Dendritic Learner
Viet Anh Khoa Tran 1,2
1Dendritic Learning Group (PGI-15), Forschungszentrum Jülich
2RWTH Aachen University

Hi there! I am interested in how the biological brain updates, represents and reasons upon information, and to apply that knowledge to build artificial learning agents (NeuroAI). My goal is to engineer machine learning algorithms and architectures that learn efficiently on neuromorphic hardware and reason beyond chains of thoughts hidden in massive language data. Currently, I am privileged to be able to work towards that goal as a PhD student at the Dendritic Learning Group headed by Willem Wybo as part of Emre Neftci's Neuromorphic Computing lab at Forschungszentrum Jülich, Germany.

Apart from work, I enjoy playing classical piano, table tennis, volleyball, bouldering, video games, and engaging myself in politics, philosophy, and languages.

Research

Contrastive Consolidation of Top-Down Modulations Achieves Sparsely Supervised Continual Learning Viet Anh Khoa Tran, Emre O. Neftci, Willem A. M. Wybo

Using contrastive learning to integrate modulations into feedforward weights, continually.

Biological brains learn continually from a stream of unlabeled data, while integrating specialized information from sparsely labeled examples without compromising their ability to generalize. Meanwhile, machine learning methods are susceptible to catastrophic forgetting in this natural learning setting, as supervised specialist fine-tuning degrades performance on the original task.

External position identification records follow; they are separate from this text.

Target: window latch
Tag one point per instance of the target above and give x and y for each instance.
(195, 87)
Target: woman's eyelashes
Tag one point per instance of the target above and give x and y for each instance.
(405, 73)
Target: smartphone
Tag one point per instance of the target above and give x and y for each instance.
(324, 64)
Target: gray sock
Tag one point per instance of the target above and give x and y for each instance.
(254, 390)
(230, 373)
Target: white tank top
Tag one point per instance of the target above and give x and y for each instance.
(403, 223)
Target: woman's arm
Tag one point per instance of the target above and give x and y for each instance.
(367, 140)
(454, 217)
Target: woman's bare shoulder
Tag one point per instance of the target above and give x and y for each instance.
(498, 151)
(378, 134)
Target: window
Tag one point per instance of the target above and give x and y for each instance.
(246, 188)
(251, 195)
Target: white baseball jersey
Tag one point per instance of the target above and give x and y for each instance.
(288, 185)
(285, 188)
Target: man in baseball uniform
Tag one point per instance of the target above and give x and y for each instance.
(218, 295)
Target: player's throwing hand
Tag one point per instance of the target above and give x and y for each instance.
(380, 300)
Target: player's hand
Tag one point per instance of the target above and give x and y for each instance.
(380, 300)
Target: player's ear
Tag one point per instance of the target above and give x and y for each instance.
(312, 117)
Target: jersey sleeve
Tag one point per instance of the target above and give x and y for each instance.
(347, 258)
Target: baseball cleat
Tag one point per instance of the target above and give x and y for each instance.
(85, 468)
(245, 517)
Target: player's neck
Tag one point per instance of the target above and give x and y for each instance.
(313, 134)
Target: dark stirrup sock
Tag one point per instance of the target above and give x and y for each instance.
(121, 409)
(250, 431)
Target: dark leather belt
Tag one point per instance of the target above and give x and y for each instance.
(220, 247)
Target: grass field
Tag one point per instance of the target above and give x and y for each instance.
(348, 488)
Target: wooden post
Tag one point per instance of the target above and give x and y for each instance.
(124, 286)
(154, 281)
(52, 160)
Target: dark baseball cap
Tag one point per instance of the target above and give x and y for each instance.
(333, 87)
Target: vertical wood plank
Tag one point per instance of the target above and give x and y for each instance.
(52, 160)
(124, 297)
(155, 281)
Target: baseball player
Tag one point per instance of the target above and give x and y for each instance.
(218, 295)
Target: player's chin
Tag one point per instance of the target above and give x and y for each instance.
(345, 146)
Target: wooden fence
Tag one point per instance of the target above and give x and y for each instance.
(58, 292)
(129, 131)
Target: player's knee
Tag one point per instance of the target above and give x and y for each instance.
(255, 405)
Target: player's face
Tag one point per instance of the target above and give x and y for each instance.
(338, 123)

We introduce task-modulated contrastive learning (TMCL) , which takes inspiration from the biophysical machinery in the neocortex, using predictive coding principles to integrate top-down information continually and without supervision. We follow the idea that these principles build a view-invariant representation space, and that this can be implemented using a contrastive loss. Then, whenever labeled samples of a new class occur, new affine modulations are learned that improve separation of the new class from all others, without affecting feedforward weights. By co-opting the view-invariance learning mechanism, we then train feedforward weights to match the unmodulated representation of a data sample to its modulated counterparts. This introduces modulation invariance into the representation space, and, by also using past modulations, stabilizes it.

Our experiments show improvements in both class-incremental and transfer learning over state-of-the-art unsupervised approaches, as well as over comparable supervised approaches, using as few as 1% of available labels. Taken together, our work suggests that top-down modulations play a crucial role in balancing stability and plasticity.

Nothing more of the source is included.